Even if you don't spot a whale, dolphin or porpoise, there is always something amazing to see in the North Sea!
My second week onboard DFDS King Seaways, began with frustratingly few sightings. I spent hours watching the sea, not seeing a single whale, dolphin or porpoise. My bird ID skills certainly benefited from all the practice and I found the daily meditation of staring into the waves quite good for the soul! In a bid to raise my chances of getting that positive ID I started my morning watch early, and staying out later in the evening but still nothing. One of the more hardened crew members, with 12 years of cargo shipping under his belt, told me to try watching off the back of the ship as he reckoned little porpoise prefer to play in the back wash. With most of my free time being in port I started bolting my dinner down in two minutes flat and used the time saved to stare off the back of the ship before running to my scheduled talks, still with no luck.
On Saturday night I opened the ORCA lounge door to be greeted by a wall of mist and rolling waves, I couldn’t expect to see anything tonight. However, as the watch went on, I realized that the sea state was calming and after 45 minutes of watching it had gained an almost glass like consistency. With the sun low but the mist still present, the surface was reflecting white. It was completely perfect whale watching conditions despite the limited distance. The hour passed with no sighting but since the only two people with me on deck were keen birders we decided to stay out and continue as we had had some wonderful sightings of sandwich terns, gannets and fulmars quite close to the ship.
And then we saw a porpoise. And another. And Another.
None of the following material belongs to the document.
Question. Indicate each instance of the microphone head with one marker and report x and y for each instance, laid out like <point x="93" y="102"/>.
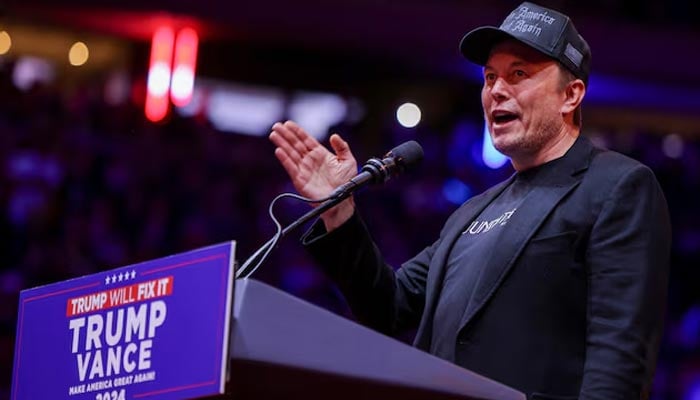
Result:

I could barely contain my excitement enough to log the sighting properly – I had been waiting to see cetaceans for what seemed like months and here they were! One of the passengers yelled that another one had appeared to the starboard side and we stood excitedly watching its casual process before gathering around my logger so I could show them how we record the data. I had just finished the log when, when, almost unbelievably, directly in front of us a tall, steely grey dorsal fin and back emerged less than a 100m from the ship, gone as quick as it came. A solitary bottlenose dolphin. Not unheard of in this part of the North Sea but far from a regular sighting.
We watched until our eyes couldn’t pick anything out anymore, seeing several more porpoises. The passengers were thrilled to have seen these creatures having really come just to enjoy the birds and I was just glad to know that I hadn’t lost the ability to see them.
But what I really learned from this experience was that this kind of special sighting needs, yes, a little bit of a luck, but also a lot of patience and no expectations. Every day I had been getting up to go to deck watch to look for cetaceans and being disappointed when they didn’t show. Yet every day I see, without fail, something amazing. Last week four passengers and I watched through pouring rain as gannets and fulmars flew in and out of a rainbow formed in front of the ship. Just a few days ago I saw three avocets in an area I would have expected to be too far out to sea for them. Puffins are becoming regular visitors to the waves at sides of the ship. On some days it is just the rolling waves and the wind in my face. But what I will remember from now on is that although cetaceans are charismatic and beautiful, we are looking for them because they are indicators of the health of our sea and I should appreciate every part of that from the gulls, to the biting wind, because they are all part of the incredible nature of the North Sea.